The Asia Pacific Network Information Center (APNIC) estimates 43% of users rely on IPv6, with adoption in Asia and the Americas nearing half. Cloudflare, measuring traffic rather than allocations, reports that about 40% of internet packets now travel over IPv6. Together, the data show IPv6 is no longer experimental but in routine use across much of the internet.

The IPv4 protocol, introduced in 1980, provides about 4.3 billion addresses in theory and roughly 3.7 billion in practice. The rapid expansion of internet-connected systems – from personal computers to smartphones and, more recently, IoT devices and cloud infrastructure – consumed that pool faster than anticipated.

By 2011, the global pool managed by the Internet Assigned Numbers Authority (IANA) was effectively exhausted, and regional registries soon followed. What remained shifted into a secondary market, where IPv4 addresses sold for about $50 each in 2019, and entire address blocks gained enough value to serve as loan collateral.

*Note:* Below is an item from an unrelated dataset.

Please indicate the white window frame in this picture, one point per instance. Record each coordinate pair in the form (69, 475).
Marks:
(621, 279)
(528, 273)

Assigning a public IPv4 address now carries a measurable cost at scale. Amazon formalized that reality in 2024 by charging $0.005 per hour for each IPv4 address allocated to its services. The per-IP fee is small, but at scale it adds up and gives operators another reason to shift more traffic to IPv6.

Technically, IPv6 resolves the core limitation. Designed in 1998, it expands the address space to 2 to the 128th power, effectively removing allocation constraints. However, adoption stalled for years due to implementation complexity and the widespread use of workarounds such as Network Address Translation, which allowed multiple devices to share a single IPv4 address.

Those workarounds, while effective, added extra processing layers to network communication. By enabling more direct end-to-end connectivity, IPv6 removes much of that overhead. In practice, this design has produced measurable speed gains. Facebook testing showed IPv6 connections performing roughly 10 – 15% faster, while Akamai observed about a 5% improvement in mobile page load times.

Early concerns about IPv6 – including larger packet headers and the operational challenges of tunneling IPv6 over IPv4 – have diminished as networking hardware and software stacks have matured. Most of the resistance is no longer technical but inertia. Despite this, IPv4 still works, and with NAT and existing infrastructure in place, many organizations have been able to delay migration.

Recent data suggests that shift is starting to accelerate as address scarcity translates into direct cost and operational friction, and as major platforms normalize IPv6 traffic. The March 28 milestone does not signal the end of IPv4, but it does mark a turning point, with the successor protocol now handling a comparable share of real-world internet traffic for the first time.